This repository contains R code for extracting a variety of text features, including character-based, token-based, sentiment, readability, lexical diversity, and more. These functions leverage libraries like NLP, openNLP, tm, and SnowballC to preprocess text and generate insightful features for further analysis.
Below is a brief description of various functions available in this repository.
- text_to_character_features: Extracts various character-based features from input text, such as the number of whitespaces, text length (excluding whitespaces), numeric, alphabetic, and non-alphanumeric characters.
- text_to_token_features: Extracts various token-based features from input text, including counts of different types of tokens such as alphabetic, numeric, non-alphanumeric, and tokens of various lengths and cases.
- text_to_differential_features: Generates differential features from input text by calculating character and token-based features, and then comparing them with features from the concatenated text to identify differences.

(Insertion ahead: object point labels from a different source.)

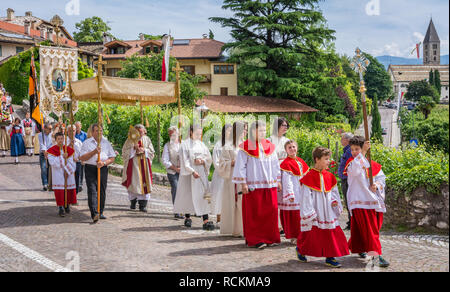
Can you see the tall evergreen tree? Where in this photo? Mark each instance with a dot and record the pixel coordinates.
(377, 131)
(280, 46)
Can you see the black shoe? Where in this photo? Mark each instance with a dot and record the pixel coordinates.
(61, 212)
(143, 206)
(363, 255)
(133, 204)
(261, 245)
(209, 226)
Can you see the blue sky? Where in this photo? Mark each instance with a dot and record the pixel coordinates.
(395, 31)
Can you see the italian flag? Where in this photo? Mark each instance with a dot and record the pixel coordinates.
(166, 59)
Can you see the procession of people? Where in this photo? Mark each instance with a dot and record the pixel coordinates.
(258, 184)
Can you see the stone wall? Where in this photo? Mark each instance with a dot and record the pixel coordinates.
(419, 209)
(158, 178)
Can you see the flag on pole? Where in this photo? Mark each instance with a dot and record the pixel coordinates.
(33, 93)
(417, 49)
(166, 59)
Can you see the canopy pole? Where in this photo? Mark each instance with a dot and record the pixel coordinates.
(100, 124)
(177, 70)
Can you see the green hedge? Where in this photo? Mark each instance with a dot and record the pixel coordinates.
(412, 168)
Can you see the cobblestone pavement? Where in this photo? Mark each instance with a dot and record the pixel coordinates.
(34, 238)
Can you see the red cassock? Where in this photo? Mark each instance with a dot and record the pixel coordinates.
(290, 219)
(260, 207)
(58, 179)
(366, 223)
(330, 240)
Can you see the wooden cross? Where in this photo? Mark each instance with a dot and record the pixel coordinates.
(360, 64)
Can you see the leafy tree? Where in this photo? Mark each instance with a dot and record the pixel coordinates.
(280, 48)
(91, 30)
(150, 67)
(426, 104)
(437, 81)
(377, 131)
(377, 80)
(417, 89)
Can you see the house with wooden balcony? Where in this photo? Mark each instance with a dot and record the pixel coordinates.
(196, 56)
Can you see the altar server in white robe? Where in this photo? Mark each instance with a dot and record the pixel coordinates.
(258, 171)
(217, 180)
(231, 223)
(279, 129)
(320, 208)
(60, 170)
(193, 190)
(137, 171)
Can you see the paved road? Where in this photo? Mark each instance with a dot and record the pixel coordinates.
(34, 238)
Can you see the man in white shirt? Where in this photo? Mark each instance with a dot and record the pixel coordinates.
(89, 155)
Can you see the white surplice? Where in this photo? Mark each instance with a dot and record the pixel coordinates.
(291, 190)
(190, 197)
(316, 208)
(217, 181)
(231, 215)
(258, 173)
(359, 196)
(59, 168)
(279, 143)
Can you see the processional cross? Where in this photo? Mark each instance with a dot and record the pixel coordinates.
(359, 64)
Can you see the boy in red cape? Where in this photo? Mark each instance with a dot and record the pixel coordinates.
(257, 170)
(320, 208)
(366, 203)
(56, 158)
(293, 168)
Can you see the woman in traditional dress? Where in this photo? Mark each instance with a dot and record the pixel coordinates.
(231, 193)
(17, 142)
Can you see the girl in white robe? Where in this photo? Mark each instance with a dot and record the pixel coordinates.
(217, 180)
(193, 190)
(231, 193)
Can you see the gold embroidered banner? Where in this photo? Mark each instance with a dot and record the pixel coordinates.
(54, 76)
(125, 91)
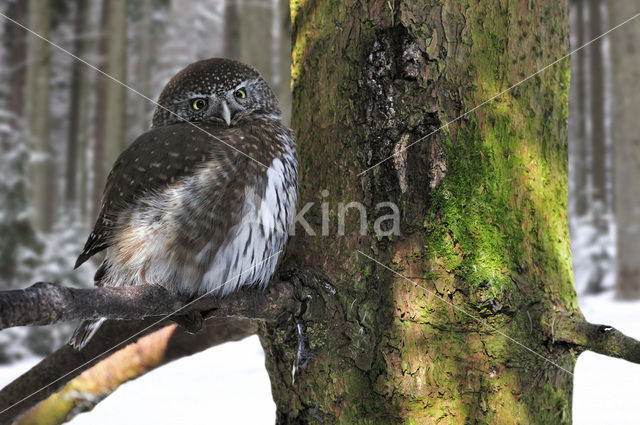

- text_to_transformed_text: Compresses input text by removing non-alphanumeric characters, then chunks the compressed text based on dictionary matches to create a transformed text version.
- text_to_indicator_features: Determines the presence of numeric, alphabetic, punctuation, non-ASCII, and non-alphanumeric ASCII characters in input text, generating corresponding indicator features.
- text_to_sentiment_features: Extracts various sentiment features from input text using multiple sentiment analysis methods, including NRC, Bing, AFINN, emotion classification, and polarity classification.
- text_to_chunked_features: Extracts various features from transformed text, including character-based, token-based, sentiment, and indicator features, and labels them as chunked.
- text_to_readability_features: Computes various readability features for input text using different readability indices and lexical distributions, ensuring text is encoded in UTF-8 format.
- text_to_lexical_diversity_features: Computes lexical diversity features for input text using various indices, including TTR, MSTTR, MATTR, Maas, and MTLD.
- text_to_ngrams_list: Generates a list of the most frequent n-grams (up to 1000) from the input text using a specified n-gram length.
- text_to_ngram_features_scoring: Generates a matrix of n-gram features for input text, scoring each text based on the presence of specific n-grams from a predefined list.
- text_to_ngram_features: Generates n-gram features for input text, creating a matrix that scores each text based on the presence and frequency of specific n-grams up to a length of 1000.
- text_to_pos_features: Extracts Part-of-Speech (POS) features from input text using Penn Treebank tags and the OpenNLP library, creating a matrix of POS tag frequencies.
- text_to_entity_features: Identifies and extracts named entities from input text using OpenNLP models, generating a matrix with counts for entities like dates, locations, money, organizations, people, and percentages.